Murphy admitted his administration failed a state official who accused another of sexual assault. He has ordered an independent investigation into what happened — and to come up with new rules to better support victims.

The letter of the law was followed, the governor said, but that left Katie Brennan, state housing agency chief of staff, without a sympathetic ear.

"The voices must be heard. We must stand with the Katies of the world, and that did not happen," said Murphy. "It makes me sick to my stomach that Katie went through what she went through and is going through what she's going through."

Brennan said she was attacked by Albert Alvarez in April 2017, when both were working on the Murphy campaign, during which Gov. Chris Christie was still in office. 

"I wish we hadn't made the hire in the transition. Period. I'm sick to my stomach once I heard what happened, obviously," he added.

Brennan told police and was examined at a hospital, but prosecutors didn't file charges. Alvarez cleared a background check and was named chief of staff at the New Jersey Schools Development Authority.

Alvarez, who denies the allegations, has since resigned from his position this month.

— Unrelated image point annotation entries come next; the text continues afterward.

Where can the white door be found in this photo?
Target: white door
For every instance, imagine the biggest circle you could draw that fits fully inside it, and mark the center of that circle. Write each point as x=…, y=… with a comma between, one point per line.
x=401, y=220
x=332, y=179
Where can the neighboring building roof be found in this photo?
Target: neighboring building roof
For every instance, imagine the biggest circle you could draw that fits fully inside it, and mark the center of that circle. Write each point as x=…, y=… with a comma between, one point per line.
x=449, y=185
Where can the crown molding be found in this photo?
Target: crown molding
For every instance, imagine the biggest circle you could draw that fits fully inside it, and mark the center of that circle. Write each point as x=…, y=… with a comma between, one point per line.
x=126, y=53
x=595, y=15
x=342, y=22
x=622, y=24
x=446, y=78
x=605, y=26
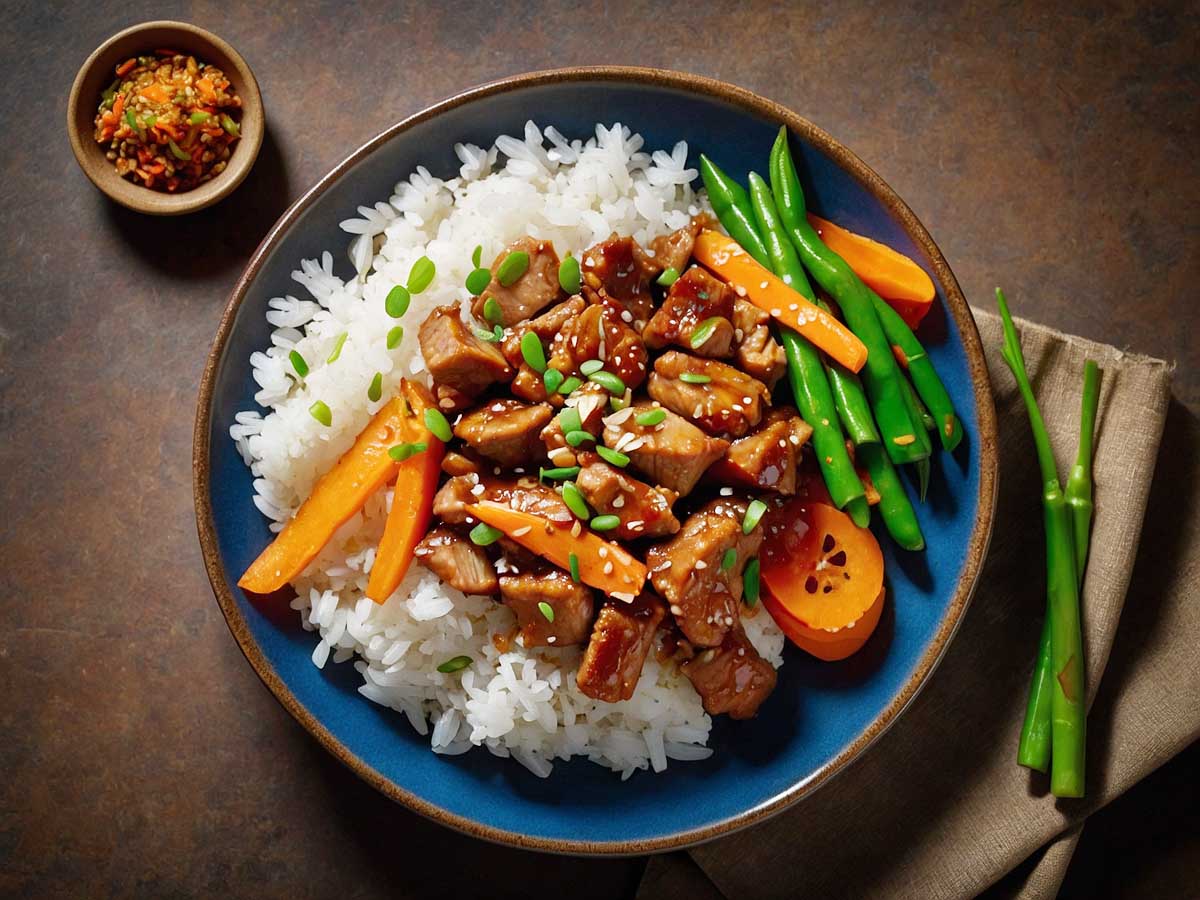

"We are going to demand real accountability and conduct a real and exhaustive independent investigation into how this hire was allowed to go forward in transition," Murphy continued.

Murphy's chief counsel knew about it in the spring of 2018, as did his ethics officer and the attorney general's office, according to a senior administration official who spoke with The Wall Street Journal. 

Brennan also emailed the governor and first lady in June about a "sensitive matter" but did not get a meeting. Murphy said he did not know about the specific allegation until Oct. 2.

The independent investigation ordered by Murphy will examine how Alvarez was allowed to be hired in the first place, and the failures along the way in terms of state policy and law enforcement.

A lawyer for Alvarez added that he "absolutely denies these allegations of sexual assault."